Michele Emmer, mathématicien, cinéaste, lui-même enfant de l’art (il est le fils du metteur en scène Luciano Emmer), nous parle des formes de représentation que le cinéma transmet à propos de l’homme de science. Il est l’auteur de plusieurs livres sur ce sujet et de films scientifiques.

Fermat’s last Theorem est un film qui montre l’enthousiasme, le dévouement pour les découvertes scientifiques théoriques : en 1994 le mathématicien Andrew Wiles fait la démonstration, trois siècles après son énoncé,  du dernier théorème de Fermat (1637). (Film de Simon SINGH, scénario de S. Singh, David Linch, UK, BBC, 1996).
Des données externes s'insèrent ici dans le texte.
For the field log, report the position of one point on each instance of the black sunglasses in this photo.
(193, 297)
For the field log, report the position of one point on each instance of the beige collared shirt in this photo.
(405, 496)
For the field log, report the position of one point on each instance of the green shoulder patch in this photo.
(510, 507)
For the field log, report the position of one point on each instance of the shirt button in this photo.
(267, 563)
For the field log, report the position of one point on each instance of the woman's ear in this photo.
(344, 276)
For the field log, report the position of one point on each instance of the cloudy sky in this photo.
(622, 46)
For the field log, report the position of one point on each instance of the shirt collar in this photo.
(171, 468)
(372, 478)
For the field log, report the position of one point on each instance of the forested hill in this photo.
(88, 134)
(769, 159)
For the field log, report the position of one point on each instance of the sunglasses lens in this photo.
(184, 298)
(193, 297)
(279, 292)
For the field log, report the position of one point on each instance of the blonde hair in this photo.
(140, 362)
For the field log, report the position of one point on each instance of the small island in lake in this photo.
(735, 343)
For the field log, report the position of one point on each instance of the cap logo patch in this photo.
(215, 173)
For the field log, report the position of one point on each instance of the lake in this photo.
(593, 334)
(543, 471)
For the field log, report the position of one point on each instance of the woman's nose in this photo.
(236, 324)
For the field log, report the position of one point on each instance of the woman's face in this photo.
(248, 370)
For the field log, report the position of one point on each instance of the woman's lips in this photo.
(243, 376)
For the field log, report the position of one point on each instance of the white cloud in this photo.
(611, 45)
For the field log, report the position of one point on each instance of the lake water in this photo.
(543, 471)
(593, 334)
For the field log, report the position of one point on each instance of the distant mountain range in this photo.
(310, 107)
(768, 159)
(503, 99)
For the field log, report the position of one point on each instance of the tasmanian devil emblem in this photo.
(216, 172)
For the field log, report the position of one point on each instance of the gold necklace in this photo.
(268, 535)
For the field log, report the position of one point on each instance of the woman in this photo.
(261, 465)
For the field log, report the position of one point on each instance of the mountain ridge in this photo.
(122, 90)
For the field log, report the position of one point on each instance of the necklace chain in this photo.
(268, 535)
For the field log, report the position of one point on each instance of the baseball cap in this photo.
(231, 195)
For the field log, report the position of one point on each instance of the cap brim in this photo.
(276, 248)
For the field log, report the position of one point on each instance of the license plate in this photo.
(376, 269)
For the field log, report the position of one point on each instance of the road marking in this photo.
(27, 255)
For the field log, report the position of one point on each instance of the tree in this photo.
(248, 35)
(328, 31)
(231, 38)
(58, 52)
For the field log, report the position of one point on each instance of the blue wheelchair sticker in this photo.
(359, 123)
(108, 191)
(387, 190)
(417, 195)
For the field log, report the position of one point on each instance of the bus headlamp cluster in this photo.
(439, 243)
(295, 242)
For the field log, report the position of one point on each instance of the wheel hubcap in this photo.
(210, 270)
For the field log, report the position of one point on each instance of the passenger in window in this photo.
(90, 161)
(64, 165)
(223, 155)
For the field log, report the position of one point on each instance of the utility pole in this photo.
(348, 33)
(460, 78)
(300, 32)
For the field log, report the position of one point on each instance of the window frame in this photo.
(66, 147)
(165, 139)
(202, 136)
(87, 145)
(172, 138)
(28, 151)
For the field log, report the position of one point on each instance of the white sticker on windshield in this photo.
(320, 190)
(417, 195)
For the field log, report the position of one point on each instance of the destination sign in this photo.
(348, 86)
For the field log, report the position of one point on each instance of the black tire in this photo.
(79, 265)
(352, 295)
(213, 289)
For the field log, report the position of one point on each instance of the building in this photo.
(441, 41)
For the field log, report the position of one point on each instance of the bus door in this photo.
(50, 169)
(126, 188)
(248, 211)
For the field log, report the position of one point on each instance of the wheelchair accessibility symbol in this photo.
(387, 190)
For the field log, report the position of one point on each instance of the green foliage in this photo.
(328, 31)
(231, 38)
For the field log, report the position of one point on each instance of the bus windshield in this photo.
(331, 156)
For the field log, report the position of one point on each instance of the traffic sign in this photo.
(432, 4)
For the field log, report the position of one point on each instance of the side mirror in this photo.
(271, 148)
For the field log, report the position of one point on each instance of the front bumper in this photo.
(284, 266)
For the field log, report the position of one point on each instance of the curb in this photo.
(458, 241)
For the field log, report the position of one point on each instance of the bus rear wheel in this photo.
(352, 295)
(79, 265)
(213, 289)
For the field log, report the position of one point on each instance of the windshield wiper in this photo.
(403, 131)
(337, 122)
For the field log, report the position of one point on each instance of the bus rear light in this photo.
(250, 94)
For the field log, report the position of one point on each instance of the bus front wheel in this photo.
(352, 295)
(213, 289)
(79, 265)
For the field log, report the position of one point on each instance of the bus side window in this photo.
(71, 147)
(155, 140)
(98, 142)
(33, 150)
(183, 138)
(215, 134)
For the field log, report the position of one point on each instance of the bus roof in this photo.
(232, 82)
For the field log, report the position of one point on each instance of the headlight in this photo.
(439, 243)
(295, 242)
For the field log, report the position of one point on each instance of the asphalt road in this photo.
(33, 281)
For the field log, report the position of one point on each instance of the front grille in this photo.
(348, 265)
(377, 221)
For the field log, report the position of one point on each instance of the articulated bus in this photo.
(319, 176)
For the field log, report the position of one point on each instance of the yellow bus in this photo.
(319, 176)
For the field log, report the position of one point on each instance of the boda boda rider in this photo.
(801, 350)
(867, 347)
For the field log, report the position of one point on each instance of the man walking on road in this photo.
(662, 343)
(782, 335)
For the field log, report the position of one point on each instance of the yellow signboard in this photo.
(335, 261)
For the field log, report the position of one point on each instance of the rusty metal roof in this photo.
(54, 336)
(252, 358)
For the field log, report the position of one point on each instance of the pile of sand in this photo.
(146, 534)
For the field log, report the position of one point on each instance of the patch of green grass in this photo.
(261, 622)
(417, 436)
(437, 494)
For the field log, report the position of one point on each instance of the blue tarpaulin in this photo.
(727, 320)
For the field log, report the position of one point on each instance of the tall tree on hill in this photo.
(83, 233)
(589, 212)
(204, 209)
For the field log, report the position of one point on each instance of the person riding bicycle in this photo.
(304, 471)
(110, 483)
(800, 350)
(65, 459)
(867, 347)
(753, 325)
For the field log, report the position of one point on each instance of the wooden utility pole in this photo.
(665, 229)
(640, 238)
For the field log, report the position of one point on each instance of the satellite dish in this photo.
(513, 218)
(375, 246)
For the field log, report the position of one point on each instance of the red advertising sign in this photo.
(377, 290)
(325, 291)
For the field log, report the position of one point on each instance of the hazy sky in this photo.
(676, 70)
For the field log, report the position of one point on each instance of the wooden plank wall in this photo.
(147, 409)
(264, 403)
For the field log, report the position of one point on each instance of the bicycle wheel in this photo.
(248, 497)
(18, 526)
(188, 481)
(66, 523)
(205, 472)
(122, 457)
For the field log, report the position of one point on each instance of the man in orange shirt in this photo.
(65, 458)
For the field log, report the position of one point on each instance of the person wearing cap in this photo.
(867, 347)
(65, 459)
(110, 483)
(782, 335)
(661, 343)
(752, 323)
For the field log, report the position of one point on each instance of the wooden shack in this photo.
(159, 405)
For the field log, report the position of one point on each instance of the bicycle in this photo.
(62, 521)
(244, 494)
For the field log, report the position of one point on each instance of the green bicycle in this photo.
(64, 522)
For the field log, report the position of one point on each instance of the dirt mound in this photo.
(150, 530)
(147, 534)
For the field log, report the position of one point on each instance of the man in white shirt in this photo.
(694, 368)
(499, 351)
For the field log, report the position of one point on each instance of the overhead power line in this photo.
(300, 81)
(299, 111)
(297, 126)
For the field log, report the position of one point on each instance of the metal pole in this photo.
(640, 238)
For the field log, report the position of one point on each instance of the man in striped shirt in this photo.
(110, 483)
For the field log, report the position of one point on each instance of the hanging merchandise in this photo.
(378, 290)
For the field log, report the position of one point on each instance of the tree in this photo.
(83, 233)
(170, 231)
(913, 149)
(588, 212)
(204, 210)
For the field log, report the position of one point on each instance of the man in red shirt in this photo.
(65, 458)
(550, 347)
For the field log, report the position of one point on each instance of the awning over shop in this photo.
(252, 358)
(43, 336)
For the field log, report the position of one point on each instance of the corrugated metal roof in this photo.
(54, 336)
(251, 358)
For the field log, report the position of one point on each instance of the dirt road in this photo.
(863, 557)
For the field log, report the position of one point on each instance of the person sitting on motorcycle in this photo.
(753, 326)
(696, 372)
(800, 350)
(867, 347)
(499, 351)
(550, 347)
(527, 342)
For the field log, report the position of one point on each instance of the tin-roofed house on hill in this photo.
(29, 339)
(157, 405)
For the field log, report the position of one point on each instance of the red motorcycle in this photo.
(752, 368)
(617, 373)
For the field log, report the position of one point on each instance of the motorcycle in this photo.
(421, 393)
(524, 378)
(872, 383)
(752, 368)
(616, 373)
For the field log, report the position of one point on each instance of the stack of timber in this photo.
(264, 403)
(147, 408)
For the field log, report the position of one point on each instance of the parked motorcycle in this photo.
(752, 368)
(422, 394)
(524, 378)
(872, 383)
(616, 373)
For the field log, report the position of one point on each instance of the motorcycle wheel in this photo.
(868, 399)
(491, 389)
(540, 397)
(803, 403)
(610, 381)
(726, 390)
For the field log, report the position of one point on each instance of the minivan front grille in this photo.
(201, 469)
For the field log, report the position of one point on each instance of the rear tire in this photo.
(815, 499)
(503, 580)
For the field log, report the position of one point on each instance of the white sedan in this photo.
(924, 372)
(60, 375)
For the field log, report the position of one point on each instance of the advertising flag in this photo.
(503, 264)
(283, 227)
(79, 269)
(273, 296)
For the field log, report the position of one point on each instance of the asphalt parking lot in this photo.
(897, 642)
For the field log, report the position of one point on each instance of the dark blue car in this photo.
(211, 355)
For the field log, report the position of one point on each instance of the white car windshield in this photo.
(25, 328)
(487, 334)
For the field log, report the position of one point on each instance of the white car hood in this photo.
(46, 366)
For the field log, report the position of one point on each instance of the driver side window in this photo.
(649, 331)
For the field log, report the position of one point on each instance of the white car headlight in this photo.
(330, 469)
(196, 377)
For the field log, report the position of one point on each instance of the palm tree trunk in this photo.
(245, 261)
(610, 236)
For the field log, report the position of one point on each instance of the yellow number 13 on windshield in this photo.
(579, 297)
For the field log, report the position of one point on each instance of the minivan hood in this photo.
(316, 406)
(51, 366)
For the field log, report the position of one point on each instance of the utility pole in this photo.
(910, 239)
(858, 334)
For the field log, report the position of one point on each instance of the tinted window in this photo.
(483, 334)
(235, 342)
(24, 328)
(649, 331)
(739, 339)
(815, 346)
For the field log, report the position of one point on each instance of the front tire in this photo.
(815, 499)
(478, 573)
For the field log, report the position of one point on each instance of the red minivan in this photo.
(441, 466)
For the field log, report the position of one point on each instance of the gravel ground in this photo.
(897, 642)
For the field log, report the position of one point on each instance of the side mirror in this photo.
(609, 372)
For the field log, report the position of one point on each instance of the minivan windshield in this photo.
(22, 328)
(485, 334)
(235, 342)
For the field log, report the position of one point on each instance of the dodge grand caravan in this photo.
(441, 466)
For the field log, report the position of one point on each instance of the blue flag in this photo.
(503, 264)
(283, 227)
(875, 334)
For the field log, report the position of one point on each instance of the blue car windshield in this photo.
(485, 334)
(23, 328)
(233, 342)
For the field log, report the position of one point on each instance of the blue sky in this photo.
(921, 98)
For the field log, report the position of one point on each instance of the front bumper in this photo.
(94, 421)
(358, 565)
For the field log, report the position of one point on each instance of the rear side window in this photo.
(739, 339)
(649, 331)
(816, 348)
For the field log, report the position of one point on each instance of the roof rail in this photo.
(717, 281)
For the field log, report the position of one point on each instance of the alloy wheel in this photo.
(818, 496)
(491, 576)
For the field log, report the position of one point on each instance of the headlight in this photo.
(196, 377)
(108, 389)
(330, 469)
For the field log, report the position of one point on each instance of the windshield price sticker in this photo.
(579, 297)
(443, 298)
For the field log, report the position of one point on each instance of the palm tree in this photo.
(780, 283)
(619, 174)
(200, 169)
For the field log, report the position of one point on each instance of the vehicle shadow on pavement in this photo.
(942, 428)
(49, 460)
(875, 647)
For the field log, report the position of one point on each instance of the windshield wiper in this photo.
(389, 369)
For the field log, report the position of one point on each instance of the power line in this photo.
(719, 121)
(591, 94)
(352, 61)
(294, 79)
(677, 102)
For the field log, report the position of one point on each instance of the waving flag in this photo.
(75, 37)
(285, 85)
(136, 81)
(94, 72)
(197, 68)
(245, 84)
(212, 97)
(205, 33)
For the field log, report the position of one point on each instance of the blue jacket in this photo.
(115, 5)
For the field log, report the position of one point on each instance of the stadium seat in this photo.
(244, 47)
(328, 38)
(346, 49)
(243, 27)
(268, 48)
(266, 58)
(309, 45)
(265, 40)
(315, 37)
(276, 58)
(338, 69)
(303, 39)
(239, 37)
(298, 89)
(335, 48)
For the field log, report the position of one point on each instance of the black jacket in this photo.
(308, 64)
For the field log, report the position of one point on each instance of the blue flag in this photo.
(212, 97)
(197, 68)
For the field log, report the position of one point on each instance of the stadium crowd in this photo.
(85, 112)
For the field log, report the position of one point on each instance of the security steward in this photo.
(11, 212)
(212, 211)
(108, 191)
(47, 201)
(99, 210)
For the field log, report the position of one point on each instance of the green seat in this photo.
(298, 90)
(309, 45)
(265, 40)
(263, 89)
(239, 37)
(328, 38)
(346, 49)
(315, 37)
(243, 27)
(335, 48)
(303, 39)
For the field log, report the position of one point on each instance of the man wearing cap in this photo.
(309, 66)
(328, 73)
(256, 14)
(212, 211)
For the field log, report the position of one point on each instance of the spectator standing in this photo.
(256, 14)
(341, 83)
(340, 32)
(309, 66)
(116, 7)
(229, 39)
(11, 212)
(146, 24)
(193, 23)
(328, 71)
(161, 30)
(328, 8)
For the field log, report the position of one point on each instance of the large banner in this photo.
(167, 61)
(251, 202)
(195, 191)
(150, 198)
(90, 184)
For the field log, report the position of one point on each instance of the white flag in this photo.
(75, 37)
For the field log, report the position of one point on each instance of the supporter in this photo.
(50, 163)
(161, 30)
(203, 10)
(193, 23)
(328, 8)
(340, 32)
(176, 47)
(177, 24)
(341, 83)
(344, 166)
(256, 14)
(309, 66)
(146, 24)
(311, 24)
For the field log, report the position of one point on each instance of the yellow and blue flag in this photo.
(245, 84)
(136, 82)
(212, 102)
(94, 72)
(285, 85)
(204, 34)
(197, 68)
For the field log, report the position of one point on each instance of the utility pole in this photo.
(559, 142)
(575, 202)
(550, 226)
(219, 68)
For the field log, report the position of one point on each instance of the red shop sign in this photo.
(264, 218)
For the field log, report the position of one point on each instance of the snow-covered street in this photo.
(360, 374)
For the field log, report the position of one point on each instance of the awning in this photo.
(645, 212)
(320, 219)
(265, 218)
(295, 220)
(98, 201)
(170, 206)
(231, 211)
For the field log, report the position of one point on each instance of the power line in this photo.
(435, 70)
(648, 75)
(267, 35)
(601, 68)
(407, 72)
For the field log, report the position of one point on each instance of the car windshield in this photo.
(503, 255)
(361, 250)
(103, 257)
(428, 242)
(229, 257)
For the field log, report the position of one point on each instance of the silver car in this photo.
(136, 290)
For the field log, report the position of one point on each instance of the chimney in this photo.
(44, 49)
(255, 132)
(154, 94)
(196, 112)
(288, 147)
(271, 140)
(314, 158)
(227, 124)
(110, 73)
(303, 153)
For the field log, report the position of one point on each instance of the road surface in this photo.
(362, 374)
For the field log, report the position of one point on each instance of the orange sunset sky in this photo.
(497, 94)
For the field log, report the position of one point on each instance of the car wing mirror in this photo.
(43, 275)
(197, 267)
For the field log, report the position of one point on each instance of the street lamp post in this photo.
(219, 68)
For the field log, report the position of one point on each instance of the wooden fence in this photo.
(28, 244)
Ces dernières années, plusieurs films ont traité cet argument : Dans la maison de François Ozon, 2012 ; Au bonheur des maths de Raymond Depardon et Claudine Nougaret, 2012, documentaire de 32 minutes où neuf mathématiciens nous font partager leur passion, leurs découvertes ; Comment j’ai détesté les maths, d’Olivier Peyon, 2013, un long métrage où est racontée une approche des mathématiques faite de passions et de refus par de jeunes élèves et par des professeurs. Le documentaire explore à partir de plusieurs points de vue l’extraordinaire aventure intellectuelle qu’ils vivent avec cette discipline

IV) Science et humanitas. Francesca Oppedisano parle de Rudolph Steiner, de l’influence que   Goethe et Nietzsche ont exercée sur sa conception de l’art et de la science, où la nature se présente comme le produit d’une force créatrice pensante : elle peut et doit être vue pour ce qu’elle peut devenir et pas seulement dans ses formes accomplies. Steiner raconte comment cette faculté de comprendre les langages formels et d’en saisir le devenir et pas seulement le devenu s’est précocement manifestée chez lui.

L’essai de Catrinel Popa traite de Salomon Marcus, mathématicien roumain qui a publié de nombreux livres de poésie, linguistique, sémiotique, en faisant dialoguer ces savoirs entre eux. Marcus estime le rôle des images et des métaphores fondamental dans n’importe quel domaine. Il élabore sa théorie du mouvement horizontal de la connaissance qui transgresse les frontières disciplinaires (transdisciplinarité).   

Valérie Narayana s’interroge sur les particularités esthétiques et épistémologiques d’un opuscule intitulé Le Monde des détails, publié par le naturaliste Étienne Geoffroy Saint-Hilaire vers 1822. Le bref écrit de Geoffroy Saint-Hilaire se situe entre politique et science, entre une vision unitaire de la création et le naturalisme. Ce n’est pas par hasard que Balzac lui dédia Le père Goriot (1835) : « Au grand et illustre Geoffroy Saint-Hilaire, Comme un témoignage d’admiration de ses travaux et de son génie ». Balzac considérait que son œuvre elle-même était   proche de la méthode scientifique de Geoffroy.

En 1798, Geoffroy Saint-Hilaire participa à la grande expédition scientifique en Égypte, à la suite de Napoléon. Pour Valérie Narayana : « Ce texte étrange, à la fois autobiographique et biographique, est consacré à l’adolescence de Bonaparte. Cet écrit résume les vues scientifiques du général lors de son expédition en Égypte et révèle un savant décidé à rapprocher les propos du futur empereur de ses propres théories unitaires sur la création ».

Ce numéro est le deuxième que Mnemosyne o la costruzione del senso consacre aux relations entre auto/biographies et sciences, et plus généralement à la narration scientifique. Vaste et passionnant domaine, et tellement loin d'être épuisé qu'on y reviendra encore, dans de prochains numéros.